Global shipping costs are rising due to Houthi rebel attacks on cargo ships near the Red Sea, impacting the Suez Canal and supply chains in Europe and the U.S. Shipments are delayed, and transportation costs are increasing.
In the week ending January 18, the average cost of shipping a 40-foot container worldwide rose by 23% to $3,777, more than doubling from the previous month, according to a report from London-based Drewry Shipping Consultants.
These issues extend beyond trade routes between China, Europe, and the U.S. Shipping rates from China to Los Angeles increased by 38% in the same week, reaching $3,860.
Philip Damas from Drewry Shipping Consultants notes growing unpredictability in international shipping. While big companies with long-term contracts are somewhat protected, many are paying extra fees, like a 20% surcharge, to cover higher expenses.
In Yemen, Houthi rebels attack commercial ships amid the Israel-Hamas conflict. Despite U.S.-led protection efforts, attacks persist, causing damage to cargo ships.
The International Monetary Fund reports a 37% drop in Suez Canal traffic in 2024 compared to the previous year. Major shipping companies, including A.P. Moller-Maersk and Hapag-Lloyd, reroute ships around Africa, adding over a week to travel times.

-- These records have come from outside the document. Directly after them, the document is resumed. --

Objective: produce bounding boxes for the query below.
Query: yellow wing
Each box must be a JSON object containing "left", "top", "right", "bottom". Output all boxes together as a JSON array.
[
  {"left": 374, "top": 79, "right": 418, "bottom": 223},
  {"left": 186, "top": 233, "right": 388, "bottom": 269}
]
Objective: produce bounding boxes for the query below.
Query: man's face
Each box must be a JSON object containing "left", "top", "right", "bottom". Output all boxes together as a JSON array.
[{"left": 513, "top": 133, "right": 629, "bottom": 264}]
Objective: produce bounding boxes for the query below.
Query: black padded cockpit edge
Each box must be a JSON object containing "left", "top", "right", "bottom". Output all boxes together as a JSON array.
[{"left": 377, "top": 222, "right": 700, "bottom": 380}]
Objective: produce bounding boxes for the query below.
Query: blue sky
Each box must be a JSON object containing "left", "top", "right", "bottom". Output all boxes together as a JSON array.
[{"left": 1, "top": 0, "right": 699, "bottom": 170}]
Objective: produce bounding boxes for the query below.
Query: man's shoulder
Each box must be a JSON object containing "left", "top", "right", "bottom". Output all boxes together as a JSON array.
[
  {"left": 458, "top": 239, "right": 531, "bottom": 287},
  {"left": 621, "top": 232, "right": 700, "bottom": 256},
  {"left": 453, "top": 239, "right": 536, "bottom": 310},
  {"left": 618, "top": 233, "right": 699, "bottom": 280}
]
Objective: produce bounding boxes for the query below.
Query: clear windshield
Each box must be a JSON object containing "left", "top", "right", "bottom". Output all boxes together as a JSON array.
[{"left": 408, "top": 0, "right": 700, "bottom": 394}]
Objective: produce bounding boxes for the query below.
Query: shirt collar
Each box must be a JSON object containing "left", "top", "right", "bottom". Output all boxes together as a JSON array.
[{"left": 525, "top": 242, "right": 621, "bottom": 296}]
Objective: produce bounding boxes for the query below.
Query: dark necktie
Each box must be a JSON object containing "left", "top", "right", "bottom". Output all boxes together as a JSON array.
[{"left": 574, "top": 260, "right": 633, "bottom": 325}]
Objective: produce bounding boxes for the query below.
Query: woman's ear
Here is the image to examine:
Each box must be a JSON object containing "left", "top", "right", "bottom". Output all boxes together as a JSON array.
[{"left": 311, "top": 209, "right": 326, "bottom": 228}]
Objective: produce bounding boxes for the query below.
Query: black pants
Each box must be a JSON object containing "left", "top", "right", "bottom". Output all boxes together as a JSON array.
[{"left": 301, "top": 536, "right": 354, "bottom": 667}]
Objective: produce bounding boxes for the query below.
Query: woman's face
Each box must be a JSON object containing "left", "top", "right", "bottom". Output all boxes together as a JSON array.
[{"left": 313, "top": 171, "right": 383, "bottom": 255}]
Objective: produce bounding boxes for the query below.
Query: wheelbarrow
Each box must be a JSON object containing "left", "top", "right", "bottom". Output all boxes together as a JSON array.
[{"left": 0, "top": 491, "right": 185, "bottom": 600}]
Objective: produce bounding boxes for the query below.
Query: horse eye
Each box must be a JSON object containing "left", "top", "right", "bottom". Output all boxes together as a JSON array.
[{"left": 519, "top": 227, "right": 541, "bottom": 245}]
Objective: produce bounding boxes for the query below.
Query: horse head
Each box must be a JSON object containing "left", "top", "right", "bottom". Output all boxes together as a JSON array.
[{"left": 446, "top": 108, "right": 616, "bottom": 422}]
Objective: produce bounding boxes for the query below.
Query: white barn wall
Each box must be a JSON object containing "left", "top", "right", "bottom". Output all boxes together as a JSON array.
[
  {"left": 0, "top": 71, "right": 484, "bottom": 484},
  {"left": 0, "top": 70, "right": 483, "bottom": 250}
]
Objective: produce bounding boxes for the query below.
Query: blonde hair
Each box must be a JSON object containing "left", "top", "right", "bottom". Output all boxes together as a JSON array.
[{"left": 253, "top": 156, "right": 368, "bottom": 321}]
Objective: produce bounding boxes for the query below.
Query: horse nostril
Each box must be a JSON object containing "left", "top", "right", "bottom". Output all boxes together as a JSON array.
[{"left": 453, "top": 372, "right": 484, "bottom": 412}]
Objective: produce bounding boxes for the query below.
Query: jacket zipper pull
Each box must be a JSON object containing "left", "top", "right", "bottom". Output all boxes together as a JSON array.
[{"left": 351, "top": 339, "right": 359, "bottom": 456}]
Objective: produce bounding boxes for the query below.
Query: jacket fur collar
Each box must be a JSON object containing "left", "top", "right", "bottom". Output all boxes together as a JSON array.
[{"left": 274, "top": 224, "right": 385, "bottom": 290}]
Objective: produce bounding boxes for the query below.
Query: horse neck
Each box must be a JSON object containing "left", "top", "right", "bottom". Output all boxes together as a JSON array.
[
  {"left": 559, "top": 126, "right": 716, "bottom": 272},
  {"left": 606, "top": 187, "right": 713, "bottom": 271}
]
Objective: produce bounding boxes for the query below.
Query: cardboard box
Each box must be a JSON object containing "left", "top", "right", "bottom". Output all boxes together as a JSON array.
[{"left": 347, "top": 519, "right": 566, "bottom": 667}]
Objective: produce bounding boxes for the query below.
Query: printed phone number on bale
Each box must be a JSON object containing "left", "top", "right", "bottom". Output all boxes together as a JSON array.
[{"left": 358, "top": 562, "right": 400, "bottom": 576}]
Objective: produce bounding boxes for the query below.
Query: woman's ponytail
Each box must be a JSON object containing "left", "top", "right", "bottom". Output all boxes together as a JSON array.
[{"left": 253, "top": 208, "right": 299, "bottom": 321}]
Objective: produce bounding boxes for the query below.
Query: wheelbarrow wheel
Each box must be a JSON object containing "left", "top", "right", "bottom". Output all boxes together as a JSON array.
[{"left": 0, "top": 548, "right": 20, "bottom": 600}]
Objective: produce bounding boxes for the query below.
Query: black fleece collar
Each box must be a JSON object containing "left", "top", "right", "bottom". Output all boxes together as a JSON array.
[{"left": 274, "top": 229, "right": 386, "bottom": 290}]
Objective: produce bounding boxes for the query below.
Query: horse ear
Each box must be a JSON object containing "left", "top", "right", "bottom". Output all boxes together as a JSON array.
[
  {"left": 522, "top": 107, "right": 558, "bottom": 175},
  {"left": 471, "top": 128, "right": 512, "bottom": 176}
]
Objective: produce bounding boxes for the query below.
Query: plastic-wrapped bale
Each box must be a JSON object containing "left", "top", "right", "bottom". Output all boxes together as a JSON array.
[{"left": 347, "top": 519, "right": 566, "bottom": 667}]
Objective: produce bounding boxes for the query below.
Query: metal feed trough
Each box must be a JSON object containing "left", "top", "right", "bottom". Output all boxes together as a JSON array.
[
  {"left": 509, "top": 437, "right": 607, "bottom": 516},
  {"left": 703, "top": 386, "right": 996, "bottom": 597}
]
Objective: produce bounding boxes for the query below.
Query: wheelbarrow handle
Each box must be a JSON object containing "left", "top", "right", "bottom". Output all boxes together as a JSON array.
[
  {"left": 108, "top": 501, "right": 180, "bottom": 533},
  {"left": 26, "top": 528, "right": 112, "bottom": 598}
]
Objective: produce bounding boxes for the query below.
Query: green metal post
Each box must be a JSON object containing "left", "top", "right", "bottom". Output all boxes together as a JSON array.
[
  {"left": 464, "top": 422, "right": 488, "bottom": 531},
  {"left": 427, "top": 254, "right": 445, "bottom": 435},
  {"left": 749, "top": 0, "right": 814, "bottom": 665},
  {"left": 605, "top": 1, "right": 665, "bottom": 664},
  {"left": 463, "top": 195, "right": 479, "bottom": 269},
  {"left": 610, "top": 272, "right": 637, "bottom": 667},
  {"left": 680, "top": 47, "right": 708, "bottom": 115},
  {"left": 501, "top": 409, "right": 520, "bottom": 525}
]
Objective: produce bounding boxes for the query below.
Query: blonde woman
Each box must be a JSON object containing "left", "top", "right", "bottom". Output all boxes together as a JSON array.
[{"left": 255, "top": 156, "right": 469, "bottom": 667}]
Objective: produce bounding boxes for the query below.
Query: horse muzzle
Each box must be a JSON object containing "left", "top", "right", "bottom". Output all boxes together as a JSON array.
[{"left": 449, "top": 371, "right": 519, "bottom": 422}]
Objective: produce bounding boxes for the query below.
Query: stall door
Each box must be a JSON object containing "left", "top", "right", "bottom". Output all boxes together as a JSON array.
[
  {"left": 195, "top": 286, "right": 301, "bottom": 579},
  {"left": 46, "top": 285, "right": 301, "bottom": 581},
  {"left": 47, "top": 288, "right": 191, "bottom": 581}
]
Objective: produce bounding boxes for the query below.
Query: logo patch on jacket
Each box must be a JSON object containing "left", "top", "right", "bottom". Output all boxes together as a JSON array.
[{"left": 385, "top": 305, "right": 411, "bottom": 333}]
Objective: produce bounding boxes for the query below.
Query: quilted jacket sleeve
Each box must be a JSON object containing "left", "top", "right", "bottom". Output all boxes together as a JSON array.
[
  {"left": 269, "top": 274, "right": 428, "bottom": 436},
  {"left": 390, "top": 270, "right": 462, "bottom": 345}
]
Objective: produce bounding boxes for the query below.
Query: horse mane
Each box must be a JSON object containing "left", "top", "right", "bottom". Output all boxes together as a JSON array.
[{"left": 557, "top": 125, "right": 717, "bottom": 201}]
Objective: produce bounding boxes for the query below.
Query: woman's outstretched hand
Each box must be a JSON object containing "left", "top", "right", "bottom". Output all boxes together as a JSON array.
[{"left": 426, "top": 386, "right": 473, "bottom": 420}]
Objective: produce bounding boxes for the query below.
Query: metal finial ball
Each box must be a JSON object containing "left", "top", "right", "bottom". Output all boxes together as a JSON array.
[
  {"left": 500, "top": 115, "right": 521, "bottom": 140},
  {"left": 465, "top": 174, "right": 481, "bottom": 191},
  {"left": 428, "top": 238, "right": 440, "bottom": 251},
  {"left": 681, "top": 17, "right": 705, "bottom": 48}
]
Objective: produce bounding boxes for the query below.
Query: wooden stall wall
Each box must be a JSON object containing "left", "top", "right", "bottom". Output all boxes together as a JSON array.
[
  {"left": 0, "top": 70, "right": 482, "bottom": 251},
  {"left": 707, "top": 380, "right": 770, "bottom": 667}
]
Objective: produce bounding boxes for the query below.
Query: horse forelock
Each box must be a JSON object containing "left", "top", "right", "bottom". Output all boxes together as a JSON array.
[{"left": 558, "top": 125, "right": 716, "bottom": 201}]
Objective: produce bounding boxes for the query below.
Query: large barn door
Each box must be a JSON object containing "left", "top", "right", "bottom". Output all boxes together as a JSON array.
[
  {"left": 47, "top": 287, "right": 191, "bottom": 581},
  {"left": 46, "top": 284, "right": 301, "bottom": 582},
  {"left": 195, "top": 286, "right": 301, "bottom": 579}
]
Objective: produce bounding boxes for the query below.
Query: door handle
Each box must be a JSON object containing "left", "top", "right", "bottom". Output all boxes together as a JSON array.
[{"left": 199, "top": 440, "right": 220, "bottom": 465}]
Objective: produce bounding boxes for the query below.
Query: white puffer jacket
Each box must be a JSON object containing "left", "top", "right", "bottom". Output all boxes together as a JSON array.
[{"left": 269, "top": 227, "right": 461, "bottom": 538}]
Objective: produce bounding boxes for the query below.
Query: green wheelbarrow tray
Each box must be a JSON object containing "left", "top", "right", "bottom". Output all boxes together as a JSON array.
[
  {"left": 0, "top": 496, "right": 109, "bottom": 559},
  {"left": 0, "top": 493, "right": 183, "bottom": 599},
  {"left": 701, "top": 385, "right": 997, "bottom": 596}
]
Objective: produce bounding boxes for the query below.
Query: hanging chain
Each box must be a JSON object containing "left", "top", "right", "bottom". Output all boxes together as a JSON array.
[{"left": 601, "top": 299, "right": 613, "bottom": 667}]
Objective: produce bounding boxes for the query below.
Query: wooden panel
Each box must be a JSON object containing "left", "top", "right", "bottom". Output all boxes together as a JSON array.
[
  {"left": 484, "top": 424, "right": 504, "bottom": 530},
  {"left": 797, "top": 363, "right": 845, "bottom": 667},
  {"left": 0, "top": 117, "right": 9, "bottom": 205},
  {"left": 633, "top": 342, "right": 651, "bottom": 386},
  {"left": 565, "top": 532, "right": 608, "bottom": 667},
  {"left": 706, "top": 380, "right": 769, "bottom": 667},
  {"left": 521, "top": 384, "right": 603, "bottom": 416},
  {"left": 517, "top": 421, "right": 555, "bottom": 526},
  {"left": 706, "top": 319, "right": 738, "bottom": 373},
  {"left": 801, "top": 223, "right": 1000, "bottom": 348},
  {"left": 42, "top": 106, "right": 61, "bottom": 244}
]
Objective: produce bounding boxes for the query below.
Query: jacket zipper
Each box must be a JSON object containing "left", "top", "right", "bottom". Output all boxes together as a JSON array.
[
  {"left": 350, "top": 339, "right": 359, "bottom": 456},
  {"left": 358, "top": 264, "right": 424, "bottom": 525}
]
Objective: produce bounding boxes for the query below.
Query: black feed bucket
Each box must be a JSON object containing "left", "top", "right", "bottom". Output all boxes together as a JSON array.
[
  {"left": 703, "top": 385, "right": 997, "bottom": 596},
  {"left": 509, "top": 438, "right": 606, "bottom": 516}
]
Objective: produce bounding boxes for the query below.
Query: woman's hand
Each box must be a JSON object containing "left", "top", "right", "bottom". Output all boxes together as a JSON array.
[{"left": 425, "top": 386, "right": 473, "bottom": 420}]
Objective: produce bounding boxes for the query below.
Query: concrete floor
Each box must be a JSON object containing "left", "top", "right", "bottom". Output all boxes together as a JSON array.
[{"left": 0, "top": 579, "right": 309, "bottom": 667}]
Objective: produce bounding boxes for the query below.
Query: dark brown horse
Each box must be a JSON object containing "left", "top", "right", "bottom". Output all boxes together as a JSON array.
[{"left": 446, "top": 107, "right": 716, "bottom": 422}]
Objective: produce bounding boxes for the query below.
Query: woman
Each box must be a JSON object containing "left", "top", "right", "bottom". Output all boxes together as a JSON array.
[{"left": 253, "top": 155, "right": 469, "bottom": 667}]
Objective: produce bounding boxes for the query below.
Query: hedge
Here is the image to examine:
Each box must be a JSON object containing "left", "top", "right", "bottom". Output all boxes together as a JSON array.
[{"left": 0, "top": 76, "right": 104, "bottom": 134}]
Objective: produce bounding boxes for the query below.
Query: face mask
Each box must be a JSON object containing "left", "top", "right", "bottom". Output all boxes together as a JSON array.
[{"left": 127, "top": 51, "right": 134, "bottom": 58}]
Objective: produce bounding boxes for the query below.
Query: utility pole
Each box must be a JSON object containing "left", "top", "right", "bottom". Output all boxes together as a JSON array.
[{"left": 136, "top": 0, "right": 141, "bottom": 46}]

Amidst the avoidance of the Suez and Red Sea by major shipping lines and the preference for rail transport across Panama, retailers assert their ability to handle delays. Nevertheless, Brian Bourke, SEKO Logistics’ global chief commercial officer, highlights that apparel companies, keen on timely spring fashion arrivals, are resorting to airfreight. Maersk and Hapag Lloyd, significant international containerised shipping lines, have suspended ship movements through the Bab-al Mandab Strait, linking the Red Sea to the Gulf of Aden and the Indian Ocean.
Although primarily impacting Asia to North Europe and Mediterranean routes, historical incidents suggest potential serious consequences in other regions if the situation persists.
Paul Zalai, the Director of Freight & Trade Alliance (FTA) and Secretariat of the Australian Peak Shippers Association (APSA), refers to events from March 2021 when the mega-vessel Ever Given ran aground in the Suez Canal “The impact of the waterway closure for six days threw vessel schedules internationally into disarray – this may fade into insignificance compared to the current conditions that are likely to continue for a significant period with other shipping lines likely to follow, understandably not wanting to endanger the lives of seafarers, the safety of vessels and the cargoes they carry.”
“We are likely to know more in coming days – should marine insurers withdraw policies for ships passing through the area or declare the Red Sea a ”war zone”, shipping lines will be commercially left with little option but to abandon this key waterway,” Zalai said.
Zalai says the withdrawal of vessel services from the route will mean their diversion via the Cape of Good Hope. “This will add about ten days to transit times and estimated arrival dates in North Europe and Mediterranean ports – we can again expect that shipping lines will recover these costs through additional surcharges on cargoes.”
Suez Canal problems compound with challenges at the Panama Canal, limiting ship passage due to a drought.
Party City in New Jersey, facing delays of up to a week and extra charges of $300 to $500 per container from Asia to U.S. ports, strives to ensure timely store deliveries despite setbacks.